Dans la première partie titrée « Lire », elle nous parle de Conrad et des lectures d'Obama et de la littérature en général. « J'ai entendu un jour un jeune homme blanc lors d'un festival du livre dire à son ami : « As-tu lu le nouveau Kureishi ? C'est toujours la même chose : des tas d'Indiens. » A quoi vous avez envie de répondre : « Avez-vous lu le nouveau Franzen ? C'est toujours la même chose : des tas de Blancs. » ». Hanif Kureishi est l'auteur, entre autres, de « The Buddha of Suburbia » traduit par Michel Courtois-Fourcy en « Bouddha de banlieue » (1991, Christian Bourgois, 414 p.). Il y décrit l'intégration douloureuse de Karim, dix-sept ans, tiraillé entre un père indien et une mère anglaise, à la fois dans la communauté pakistanaise de Londres en 1970 et dans sa propre famille en mal de repères. Jusqu'au jour où Pa se recycle en gourou New Age, jetant son fils dans la cohue de la vie, le show business et les expériences en tout genre. A ce propos, elle reprend cet exemple dans « Feel Free », où elle écrit « « Karim n'est la victime de personne. du point de vue de notre monde du 21e siècle, où la seule réaction possible à toute chose semble être l'offense indignée, je trouve un soulagement de revenir à cette époque plus innocente et plus résistante, où nous n'étions pas tous des fleurs aussi délicates que la désinvolture de tout homme. L'idiotie avait le pouvoir impressionnant de nous offenser jusqu'au plus profond de nous-mêmes ».

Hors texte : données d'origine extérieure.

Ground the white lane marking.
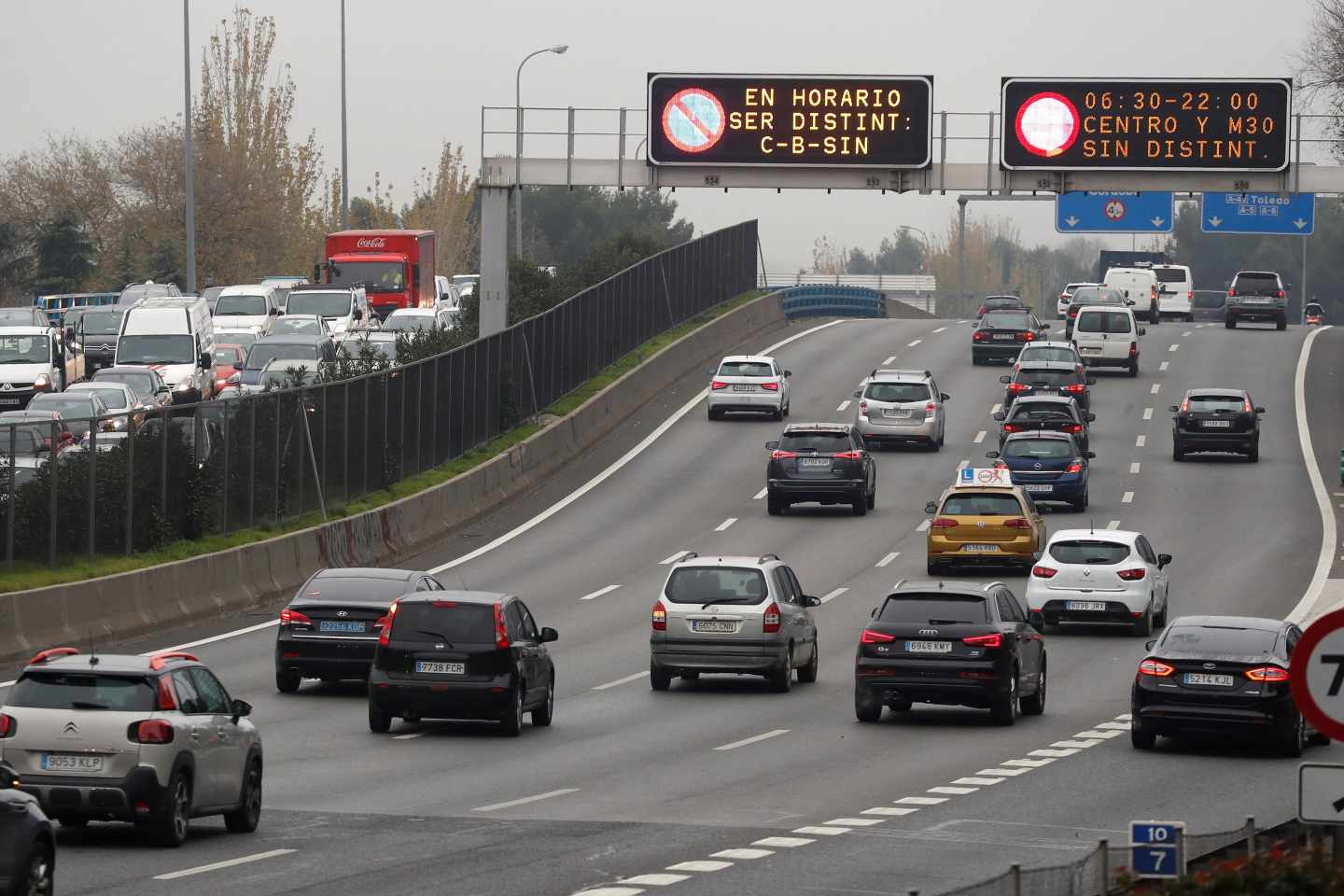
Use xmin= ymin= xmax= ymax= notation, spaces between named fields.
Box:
xmin=593 ymin=672 xmax=650 ymax=691
xmin=715 ymin=728 xmax=789 ymax=751
xmin=428 ymin=318 xmax=843 ymax=572
xmin=471 ymin=787 xmax=580 ymax=811
xmin=1288 ymin=327 xmax=1336 ymax=624
xmin=155 ymin=849 xmax=294 ymax=880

Le texte d'entrée de cette partie est consacré au roman de l'afro-américaine Zora Neale Hurston (1891-1960) « Their Eyes Were Watching God », publié en 1937, et traduit par Sika Fakambi en « Mais leurs Yeux dardaient sur Dieu » (2018, Zulma, 320 p). Ou les différentes vies, via trois mariages successifs de Janie, pour lui permettre d'atteindre son rêve d'émancipation et de liberté. Mais en fait, pourquoi « leurs yeux surveillaient Dieu ? », avec cette réponse de Zadie Smith. « Il s'agit en réalité d'une simple histoire d'amour, celle d'une femme qui cherche l'homme idéal dans sa vie, et elle en traverse trois avant de le trouver. Mais c'est aussi évidemment une histoire sur ce que c'était que d'être une femme noire en Amérique à la fin des années 1920 et au début des années 1930. Et c'est l'histoire d'une conscience qui prend vie, d'une conscience opprimée à une conscience véritablement libre ». C'est un livre qu'elle a lu jeune, en trois heures, avoue t'elle.

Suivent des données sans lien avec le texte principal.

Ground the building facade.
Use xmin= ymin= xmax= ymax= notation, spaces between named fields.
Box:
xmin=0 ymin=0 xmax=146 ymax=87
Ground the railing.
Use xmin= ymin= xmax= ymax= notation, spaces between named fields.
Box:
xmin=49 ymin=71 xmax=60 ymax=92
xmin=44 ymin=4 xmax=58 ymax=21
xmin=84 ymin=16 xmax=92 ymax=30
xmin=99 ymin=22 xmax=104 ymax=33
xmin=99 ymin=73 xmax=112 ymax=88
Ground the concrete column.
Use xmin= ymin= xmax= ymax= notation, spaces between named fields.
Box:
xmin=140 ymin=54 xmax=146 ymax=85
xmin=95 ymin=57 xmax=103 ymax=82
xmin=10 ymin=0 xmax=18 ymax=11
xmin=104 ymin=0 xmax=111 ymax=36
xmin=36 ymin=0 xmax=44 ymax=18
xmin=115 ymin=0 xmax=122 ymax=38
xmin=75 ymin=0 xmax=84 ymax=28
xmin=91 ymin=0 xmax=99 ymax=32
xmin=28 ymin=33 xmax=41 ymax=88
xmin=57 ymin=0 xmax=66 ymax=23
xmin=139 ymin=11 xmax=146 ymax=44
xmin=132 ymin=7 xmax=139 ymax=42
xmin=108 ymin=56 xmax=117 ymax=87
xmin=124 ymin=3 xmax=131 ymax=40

Pour ce qui concerne Obama, qu'elle a soutenu comme président hors du conservatisme blanc des « rednecks ». Par la suite, elle a été invitée à un déjeuner à la Maison Blanche en janvier 2017 avec 5 romanciers, soit Dave Eggers, Colson Whitehead, Junot Díaz, Barbara Kingsolver, et Zadie Smith.
Mais pour elle l'ascension d'Obama était le signe que la multiculturalité était plus importante que la couleur de la peau. Obama, premier président multiculturel plutôt que président noir. Un représentant de ce que Smith appelle « Dream City », un monde hétérogène d'identités superposées et mouvantes, avait pris la tête de la Maison Blanche. « La plupart d'entre nous ont des histoires compliquées, des histoires désordonnées, des récits multiples. Pour Obama, c'était une stratégie de haute voltige que d'invoquer notre désordre humain collectif. Ses ennemis s'accrochaient à son imprécision, soulignant le caractère exotique et anti-américain de Dream City, cet endroit mal défini où l'on pouvait être à la fois Hawaï et Kenya, Kansas et Indonésie, où l'on pouvait bavarder comme un arnaqueur de rue et orateur comme un sénateur ».

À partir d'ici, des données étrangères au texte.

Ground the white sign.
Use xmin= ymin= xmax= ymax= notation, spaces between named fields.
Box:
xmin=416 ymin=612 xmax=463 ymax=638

Cet essai « Speaking in Tongues», est adapté d'un discours qu'elle a prononcé peu après l'élection d'Obama en 2008. Elle se délecte de l'émergence d'un président pour qui il était nécessaire de « traverser les frontières et parler différentes langues », c'est à dire s'exprimer pour montrer la multiplicité de ses expériences. Avoir de nombreuses voix différentes peut être le résultat de l'imitation de langues d'autres cultures.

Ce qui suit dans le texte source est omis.